The nonprofit Restart Partners, co-led by School of Business faculty member Akhtar Badshah, is supporting the Washington governor’s office with a campaign to make donning a face mask as routine as wearing a seat belt. Both can help keep you safe, if you wear them.
Gov. Jay Inslee has mandated the use of masks statewide to control the coronavirus pandemic. But, he acknowledged the unlikely threat of a misdemeanor won’t make it happen. It takes social change to alter habits and overcome reluctance or opposition.
Restart partners
Restart Partners organized in May, Badshah said, “because if we are going to restart our way of life before a vaccine is available — whether it’s the economy, going back to school or back to some aspect of social interaction — we will have to do other things, like wearing a mask and practicing safe distancing.
“This pathogen is not going away on its own,” he said.
Badshah is a distinguished practitioner with the University of Washington Bothell’s School of Business and with the Evans School of Public Policy & Governance at the UW in Seattle. He is president of Global Washington, a nonprofit that promotes global development. He is also a former director of philanthropy at Microsoft who founded the Catalytic Innovators Group, a consulting practice.
The other Restart Partners co-directors are Sandra Archibald, the former dean of the Evans School, and Rich Tong, a former Microsoft executive. Another previous Microsoft executive contributed start-up money, Badshah noted, and a UW Population Health Initiative grant added $20,000.
The organization’s slogan is, “Empowering communities to work together to save lives and livelihoods.”
A ‘we’ campaign
Restart Partners hosts a data model that local governments can use to estimate the need and cost of personal protective equipment. It shares procurement information and best practices. And, it contributes face masks to communities in need.
The organization’s website also features videos from people across Washington saying why they wear masks.
UW Bothell students are invited to volunteer their skills in social media, data analysis, communication and community engagement, Badshah said, inviting anyone who is interested in helping the campaign to contact him.
Badshah said he looks at the pandemic through the broad lens of U.S. culture since the 1970s, a time when “our focus has been more on the me, rather than the we.”
It’s an idea he develops in a book being published this November by Harper Collins Leadership called “Purpose Mindset: How Microsoft Inspires Its Employees and Alumni to Change the World.”
Faced with the pandemic and the many challenges it brings, people are now coming together to do good things for the community, Badshah said. “Most people realize the way we’ll get out of this crisis alive is to focus on the we and not the me.”
The strategy behind the mask
Restart Partners estimates that about 60% of the population have or will endorse hand washing, social distancing and mask wearing to prevent COVID-19. Another 20% probably is not going along — “a very hard lift” for education or persuasion Badshah said.
Still, he said, persuading the remaining 20% can help protect the community.
“Wear a mask.
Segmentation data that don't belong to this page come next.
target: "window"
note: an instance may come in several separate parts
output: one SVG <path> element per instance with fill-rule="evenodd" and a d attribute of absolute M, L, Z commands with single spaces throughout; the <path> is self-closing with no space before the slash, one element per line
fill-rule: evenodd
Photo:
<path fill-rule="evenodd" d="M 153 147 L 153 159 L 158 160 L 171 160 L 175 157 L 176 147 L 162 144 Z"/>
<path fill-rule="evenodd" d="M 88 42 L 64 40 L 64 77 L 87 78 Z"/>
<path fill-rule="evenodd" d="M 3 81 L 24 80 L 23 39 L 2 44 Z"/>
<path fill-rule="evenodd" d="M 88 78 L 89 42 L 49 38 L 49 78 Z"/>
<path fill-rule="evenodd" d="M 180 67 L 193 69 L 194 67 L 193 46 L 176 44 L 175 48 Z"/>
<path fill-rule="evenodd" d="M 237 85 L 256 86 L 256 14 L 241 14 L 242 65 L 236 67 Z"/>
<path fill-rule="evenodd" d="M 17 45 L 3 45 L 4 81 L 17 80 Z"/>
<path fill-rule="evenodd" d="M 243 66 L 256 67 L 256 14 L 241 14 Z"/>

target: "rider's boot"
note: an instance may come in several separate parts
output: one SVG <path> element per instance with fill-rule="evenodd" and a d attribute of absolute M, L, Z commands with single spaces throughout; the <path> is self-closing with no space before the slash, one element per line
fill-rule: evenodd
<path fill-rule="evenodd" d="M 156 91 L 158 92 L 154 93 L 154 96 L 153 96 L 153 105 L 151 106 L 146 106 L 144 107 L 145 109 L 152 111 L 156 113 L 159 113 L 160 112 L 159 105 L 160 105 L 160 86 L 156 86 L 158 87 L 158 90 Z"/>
Wash your hands. Watch your distance,” he said. “It is the responsible thing to do. It is the kind thing to do. It is the neighborly thing to do.
“This is not eating away your freedom,” he added. “It is about you becoming part of the larger society.”
It’s also about restarting.
“I want every single student of ours to wear a mask,” Badshah said. “If you want us to get back to teaching in a ‘normal’ way, let’s get used to wearing a mask.”